NON-SUPPLANTATION RECOMMENDATIONS

FACT SHEET


PURPOSE OF TANF: To provide assistance to needy families, assuring that children may be cared for in their own homes or in the homes of relatives and ending the dependence of needy parents on government by promoting job preparation, work, and marriage stability.

Background: Supplantation is the use of Federal TANF dollars for a TANF purpose, but to replace (or supplant) former state expenditures for the same purpose or activity.

An article entitled States Raid Fund Meant for Needy Families to Pay for Other Programs by the Pew Charitable Trusts documents how states are using Federal TANF funds to replace state spending--and the record confirms that Virginia has incorporated this supplantation approach into budget proposals. In effect, Virginia has been using the TANF block grants to supplant state funds and balance state budgets rather than comply with the TANF purpose of providing services to the poor. Consider these facts: 1) since 1996, Virginia’s TANF caseload has decreased by more than 60%, but these savings have not been adequately reinvested in meeting the subsistence needs of the TANF families; 2) of the $158.2 million TANF federal block grant given to Virginia for FY2022 budget, only 27.2%, or $43.4 million, is used on subsistence benefits for families; 3) the average family monthly payment in Virginia beginning July 1, 2021 is $361/month; and 4) in FY 2022, $59 million went to “TANF Programming,” social service programs that were previously funded by the state general fund and another $31 million is being transferred to other Block Grants.

In Virginia, in 2019, the number of families receiving TANF benefits for every 100 families in poverty was 11-20, based on research done by the Center on Budget and Policy Priorities.

This practice of supplantation corrupts the purpose of TANF. It is incongruous that the Governor’s budgets consistently include millions of dollars each fiscal year in the Department of Social Services use of TANF to replace General Fund funded programs.

States spend few of their TANF dollars on meeting children’s basic needs. States spent just $6.5 billion of their federal and state TANF funds on basic assistance for families struggling to make ends meet in 2019, down from $14 billion in 1997, TANF’s first full year of implementation. That amounts to a 71 percent decrease in state and federal TANF funding going toward basic assistance, when adjusting for inflation. In 2019, Virginia spent about $287 million in federal and state funds under the Temporary Assistance for Needy Families (TANF) program. It spent 22 percent of these funds on basic assistance, generally as cash assistance to TANF families. As of 2019, Virginia has accumulated $140 million in unspent TANF block grant funds, equal to 89 percent of its block grant.

To maintain the integrity of TANF, a new modus operandi is imperative. Virginia’s routine misuse of Federal TANF funds to replace previous state expenditures for low-income families requires a correction. This practice was never intended, and it impedes the goals of welfare reform.
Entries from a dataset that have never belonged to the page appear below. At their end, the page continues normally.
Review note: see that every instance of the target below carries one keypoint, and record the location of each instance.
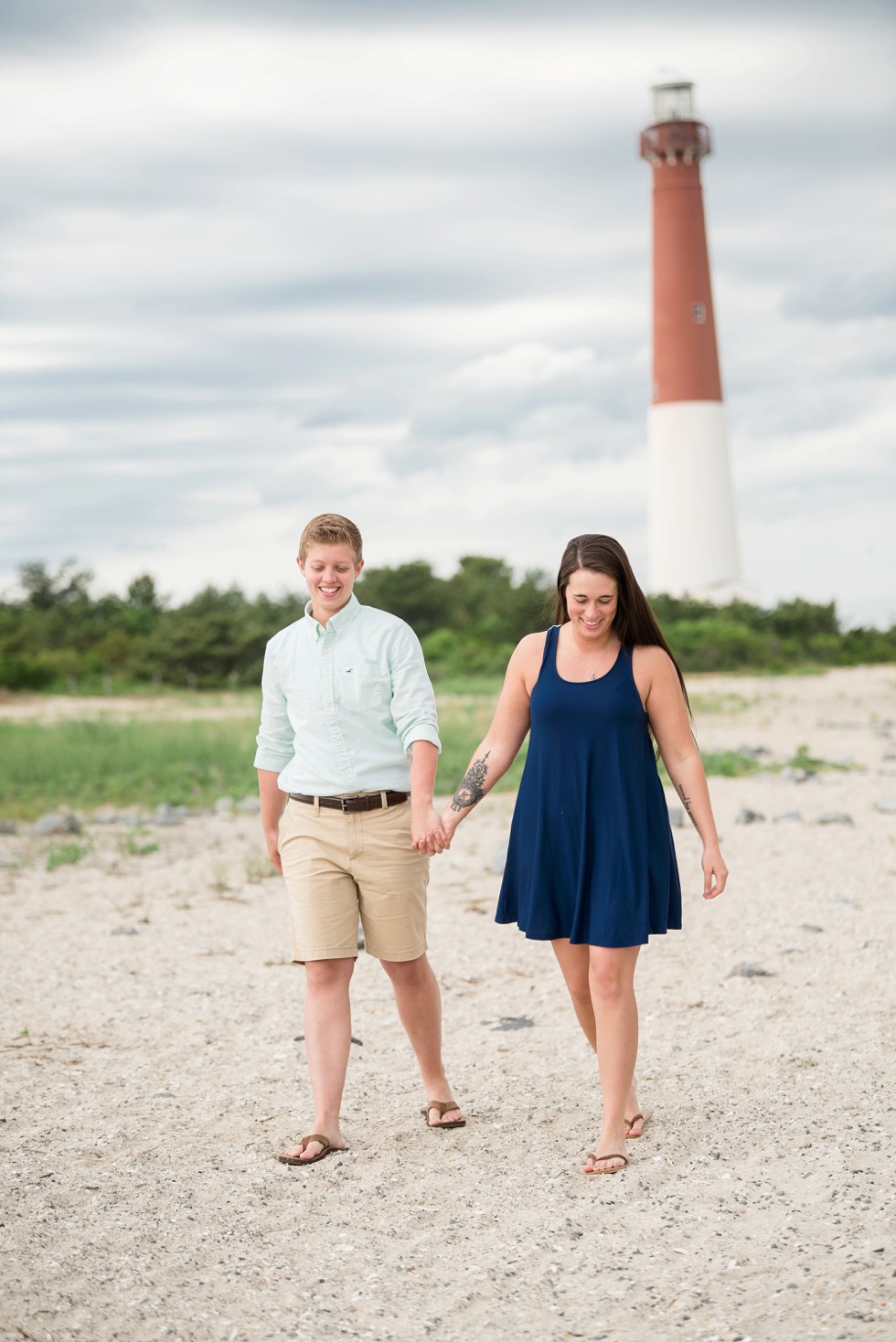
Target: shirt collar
(339, 622)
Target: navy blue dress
(591, 848)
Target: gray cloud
(220, 323)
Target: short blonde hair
(330, 529)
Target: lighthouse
(692, 527)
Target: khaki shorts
(341, 868)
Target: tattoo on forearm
(686, 800)
(473, 786)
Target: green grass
(138, 762)
(146, 760)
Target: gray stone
(750, 972)
(499, 860)
(168, 815)
(57, 825)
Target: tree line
(58, 635)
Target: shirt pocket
(362, 687)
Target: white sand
(160, 1075)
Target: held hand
(450, 822)
(715, 874)
(272, 843)
(428, 834)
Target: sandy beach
(152, 1072)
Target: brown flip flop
(635, 1137)
(443, 1106)
(304, 1143)
(612, 1156)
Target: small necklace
(582, 658)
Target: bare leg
(612, 983)
(574, 963)
(419, 1004)
(327, 1038)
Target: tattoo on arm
(686, 800)
(473, 786)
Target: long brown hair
(635, 623)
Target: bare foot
(310, 1149)
(609, 1155)
(451, 1117)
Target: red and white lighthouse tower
(694, 542)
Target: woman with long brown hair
(591, 865)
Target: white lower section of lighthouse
(692, 529)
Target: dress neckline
(594, 679)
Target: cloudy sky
(267, 258)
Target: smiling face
(329, 572)
(591, 602)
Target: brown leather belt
(373, 803)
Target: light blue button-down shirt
(342, 702)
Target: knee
(580, 992)
(408, 974)
(324, 975)
(606, 986)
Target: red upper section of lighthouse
(686, 361)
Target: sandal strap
(442, 1104)
(315, 1137)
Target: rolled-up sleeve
(276, 739)
(413, 702)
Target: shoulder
(286, 635)
(652, 659)
(530, 648)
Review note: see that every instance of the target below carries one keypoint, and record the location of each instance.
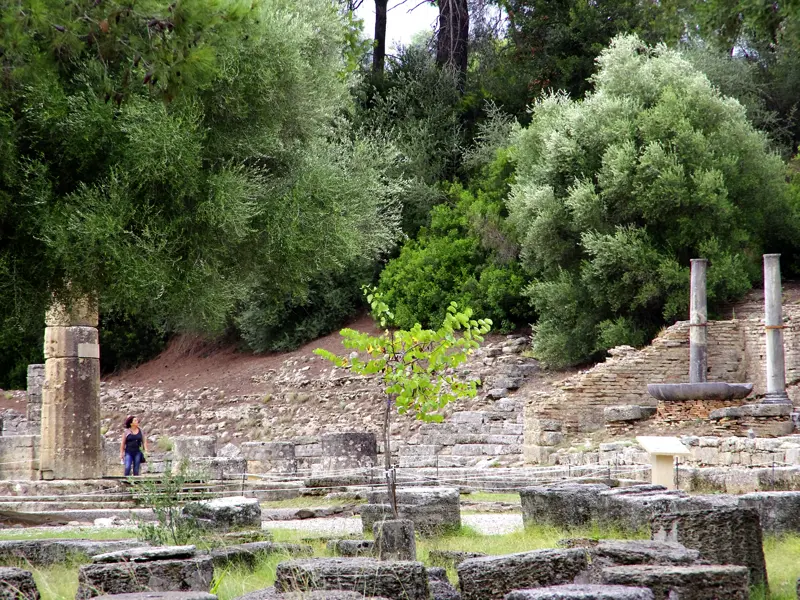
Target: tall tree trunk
(451, 43)
(379, 53)
(391, 482)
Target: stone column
(71, 445)
(34, 393)
(698, 321)
(773, 321)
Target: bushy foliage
(615, 193)
(170, 158)
(415, 106)
(269, 324)
(468, 254)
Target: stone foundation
(19, 456)
(348, 451)
(270, 457)
(675, 414)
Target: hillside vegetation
(238, 171)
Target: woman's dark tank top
(133, 441)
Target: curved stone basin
(710, 390)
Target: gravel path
(484, 523)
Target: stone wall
(19, 456)
(736, 354)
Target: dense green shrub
(467, 255)
(415, 106)
(615, 193)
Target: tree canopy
(169, 157)
(615, 193)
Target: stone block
(451, 558)
(492, 577)
(164, 576)
(19, 456)
(394, 539)
(545, 438)
(432, 509)
(146, 554)
(537, 455)
(189, 447)
(395, 580)
(235, 512)
(17, 584)
(351, 547)
(150, 595)
(622, 413)
(43, 553)
(71, 342)
(700, 582)
(418, 450)
(81, 312)
(248, 554)
(778, 512)
(312, 450)
(270, 457)
(582, 592)
(564, 506)
(71, 446)
(724, 536)
(216, 468)
(348, 451)
(468, 417)
(439, 586)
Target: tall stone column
(773, 321)
(34, 393)
(71, 445)
(698, 321)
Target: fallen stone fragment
(17, 584)
(582, 592)
(397, 580)
(146, 554)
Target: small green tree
(417, 366)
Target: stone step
(55, 506)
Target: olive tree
(616, 192)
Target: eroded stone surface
(701, 582)
(724, 536)
(450, 558)
(146, 554)
(433, 510)
(17, 584)
(397, 580)
(351, 547)
(227, 513)
(163, 576)
(49, 552)
(151, 595)
(563, 506)
(583, 592)
(492, 577)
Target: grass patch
(237, 580)
(783, 565)
(308, 502)
(511, 498)
(59, 582)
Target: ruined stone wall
(736, 354)
(578, 401)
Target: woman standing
(130, 450)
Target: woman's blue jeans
(132, 461)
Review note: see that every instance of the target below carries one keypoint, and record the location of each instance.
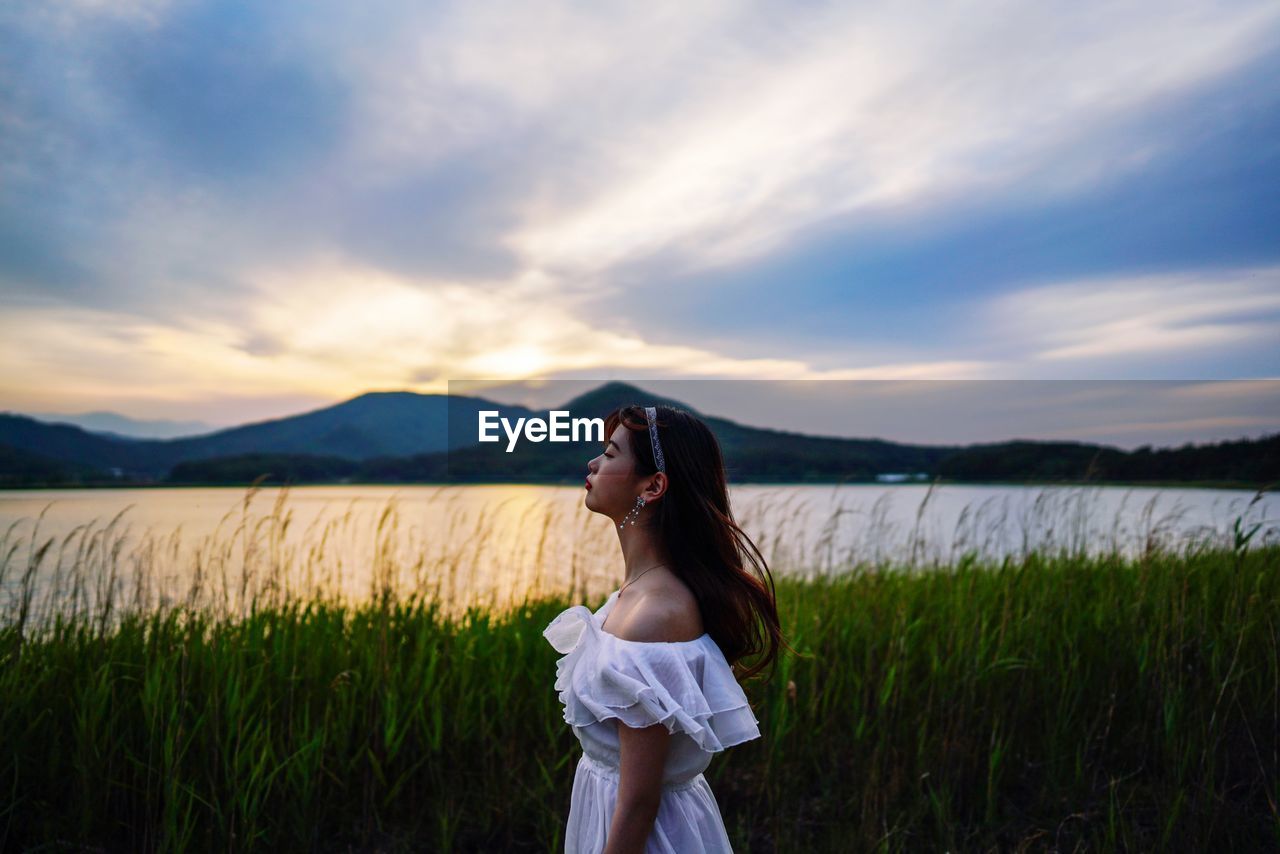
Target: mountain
(120, 427)
(403, 437)
(373, 425)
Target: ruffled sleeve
(686, 686)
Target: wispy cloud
(1152, 314)
(311, 200)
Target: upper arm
(643, 759)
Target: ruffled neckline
(686, 685)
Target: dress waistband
(612, 773)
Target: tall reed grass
(1050, 700)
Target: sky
(231, 211)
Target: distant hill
(403, 437)
(373, 425)
(120, 427)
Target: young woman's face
(611, 482)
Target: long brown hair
(708, 551)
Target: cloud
(1115, 318)
(314, 199)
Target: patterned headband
(652, 414)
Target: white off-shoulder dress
(686, 685)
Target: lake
(492, 546)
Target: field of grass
(1047, 702)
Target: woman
(647, 681)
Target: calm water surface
(496, 544)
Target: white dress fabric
(686, 685)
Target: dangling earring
(632, 514)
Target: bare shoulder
(664, 612)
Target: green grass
(1047, 702)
Goal: To maximize the resources available to serve low-income children and families and ensure that Federal TANF funds are used to supplement, not supplant, existing state and local spending.

Recommendation: SALT supports a Non-Supplantation Provision consisting of a legislative prohibition against using Federal funds to replace existing (as established by a baseline year, i.e., FY 2023) state or local expenditures for similar programs, purposes or activities. A "new spending" test for maintenance of effort (MOE) funds and the non-supplantation approach is needed.

The Pros are:

  • Provides a clear and straightforward statement of intent.
  • Enhances State human service agency ability to address needs.
  • Prevents corruption of the purpose of TANF.

Making the following general non-supplantation prohibition applicable to TANF is recommended:

“Federal funds made available to a state for purposes of the TANF program shall not be used to supplant non-Federal funds for existing services and activities that promote a purpose of this part. State or local funds expended for such a purpose shall be maintained at least at the level of such expenditures for the fiscal year FY2023 and following.”